Parasite Flounder

Larval Flounder with Parasite (Wayne Ferrebee, 2020) Ink and colored pencil on paper

The strictures of the world’s new routine have allowed me to finish coloring/inking an ocean-themed drawing I have been working on.  Unfortunately, no matter how I adjust the darkness and the contrast, I can’t get it to look like it does in the real world, so I am afraid that you will have to accept this frustrating digital simulacra (aka the jpeg above).

Broadly speaking, this series of flatfish artwork concern the anthropogenic crisis facing Earth life (particularly life in the oceans, which most people tend to overlook and undervalue), however they are not meant as simple political polemics.  Hopefully, these artworks reflect the ambiguous relationships within life’s innumerable intersecting webs of symbiosis, predation, and parasitism.
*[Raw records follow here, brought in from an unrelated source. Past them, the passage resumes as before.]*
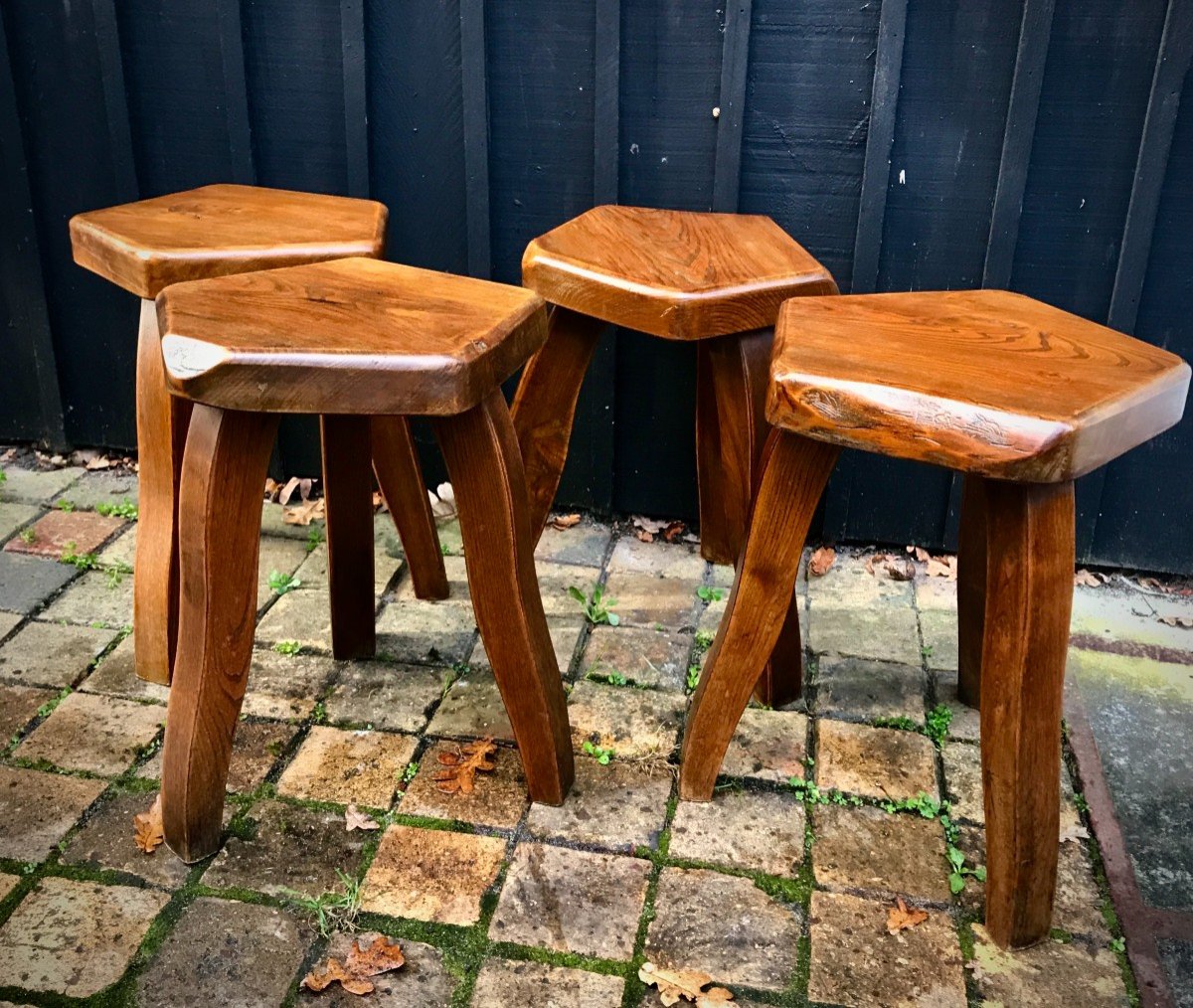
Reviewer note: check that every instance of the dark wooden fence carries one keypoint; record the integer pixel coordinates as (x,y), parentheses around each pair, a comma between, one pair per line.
(1037,144)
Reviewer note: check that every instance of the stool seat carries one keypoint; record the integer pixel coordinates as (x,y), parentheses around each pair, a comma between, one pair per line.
(346,337)
(984,382)
(221,230)
(675,274)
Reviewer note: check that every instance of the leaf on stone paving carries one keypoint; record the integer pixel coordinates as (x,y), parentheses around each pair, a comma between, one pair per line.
(821,561)
(353,818)
(901,917)
(463,764)
(148,830)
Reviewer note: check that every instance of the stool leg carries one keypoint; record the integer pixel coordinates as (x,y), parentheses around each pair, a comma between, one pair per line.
(1030,556)
(731,430)
(487,475)
(544,406)
(794,471)
(400,478)
(224,470)
(971,590)
(347,489)
(161,434)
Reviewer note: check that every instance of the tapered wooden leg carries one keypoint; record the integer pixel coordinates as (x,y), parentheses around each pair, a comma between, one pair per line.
(482,456)
(1029,595)
(161,436)
(544,407)
(347,489)
(400,477)
(971,590)
(220,520)
(794,471)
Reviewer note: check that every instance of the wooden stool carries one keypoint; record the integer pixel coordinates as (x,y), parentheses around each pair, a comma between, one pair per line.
(1020,398)
(349,340)
(214,232)
(717,279)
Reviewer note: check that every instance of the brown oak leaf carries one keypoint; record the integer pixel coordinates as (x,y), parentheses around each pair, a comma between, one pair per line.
(901,917)
(148,830)
(821,561)
(463,764)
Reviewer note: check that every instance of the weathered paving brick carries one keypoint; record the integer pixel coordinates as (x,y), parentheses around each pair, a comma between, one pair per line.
(362,767)
(37,809)
(618,806)
(857,963)
(572,901)
(723,925)
(76,937)
(502,983)
(743,829)
(432,875)
(226,954)
(96,734)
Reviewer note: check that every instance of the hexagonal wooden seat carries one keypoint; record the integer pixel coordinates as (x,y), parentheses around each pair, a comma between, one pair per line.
(215,232)
(347,340)
(1023,399)
(672,273)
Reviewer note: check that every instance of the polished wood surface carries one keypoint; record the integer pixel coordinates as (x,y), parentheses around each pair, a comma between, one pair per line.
(220,528)
(984,382)
(355,335)
(221,230)
(347,496)
(793,474)
(678,274)
(544,406)
(400,477)
(1030,558)
(486,470)
(162,422)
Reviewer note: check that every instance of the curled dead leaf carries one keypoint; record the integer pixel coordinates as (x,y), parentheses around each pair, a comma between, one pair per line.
(148,830)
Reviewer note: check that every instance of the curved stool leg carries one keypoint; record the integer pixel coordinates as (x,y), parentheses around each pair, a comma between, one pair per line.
(400,478)
(224,471)
(487,475)
(347,489)
(544,406)
(1030,555)
(794,471)
(161,435)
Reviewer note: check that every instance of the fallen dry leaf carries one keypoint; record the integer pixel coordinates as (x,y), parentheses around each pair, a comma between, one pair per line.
(821,561)
(901,917)
(463,764)
(148,830)
(687,984)
(353,818)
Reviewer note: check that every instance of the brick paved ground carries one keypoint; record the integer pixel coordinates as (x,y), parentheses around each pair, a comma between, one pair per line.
(778,889)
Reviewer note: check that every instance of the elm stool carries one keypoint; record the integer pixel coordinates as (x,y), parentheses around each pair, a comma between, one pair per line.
(1020,398)
(215,232)
(349,340)
(715,279)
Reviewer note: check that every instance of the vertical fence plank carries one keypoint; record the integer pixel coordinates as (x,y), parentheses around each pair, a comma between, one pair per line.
(734,66)
(476,136)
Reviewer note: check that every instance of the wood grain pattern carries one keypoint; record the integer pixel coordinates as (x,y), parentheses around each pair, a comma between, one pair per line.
(347,495)
(793,474)
(984,382)
(1030,556)
(486,469)
(544,407)
(355,335)
(220,523)
(222,230)
(162,422)
(677,274)
(400,478)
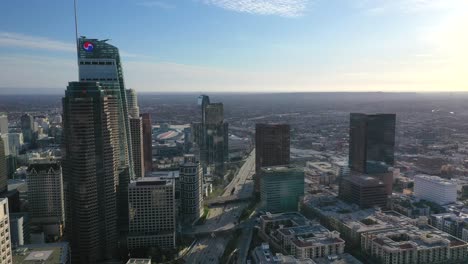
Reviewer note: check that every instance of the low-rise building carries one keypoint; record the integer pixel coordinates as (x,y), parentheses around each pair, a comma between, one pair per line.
(263,255)
(435,189)
(413,244)
(297,236)
(351,221)
(450,223)
(408,206)
(50,253)
(139,261)
(364,191)
(281,188)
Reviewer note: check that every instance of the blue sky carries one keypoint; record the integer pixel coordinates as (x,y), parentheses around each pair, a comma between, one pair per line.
(244,45)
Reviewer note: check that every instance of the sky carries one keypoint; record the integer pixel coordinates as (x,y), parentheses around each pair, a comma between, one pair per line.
(244,45)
Humankind appears directly in this artwork–but symbolically rendered as sea creatures so that we can contemplate our nature at a level of remove.  From left to right, one of these merpeople is the host of a big arrow crab which seems to have stolen his mind (in the manner of a cunning paper octopus hijacking a jellyfish).  The larval flounder is itself being ridden (and skeletonized) by a great hungry caterpillar man thing which has sunk its claw legs deep into the bone.  A lovely merlady plucks away a parasitic frond from a cookie-cutter shark as a shrimpman hunts and a chickenman stands baffled on the ocean bottom.

As we learn more about life we learn how it melds together, works in tandem, and jumps unexpectedly from species to species, or speciates into new forms. I wish I could describe this better, since to my comprehension it seems like the closest thing to a numinous truth we are likely to encounter in a world where gods are made up.  I have abandoned essays to try to portray the sacred and profane ways that lifeforms come together with art.  Let me know what you think, and I will see if I can scan it better.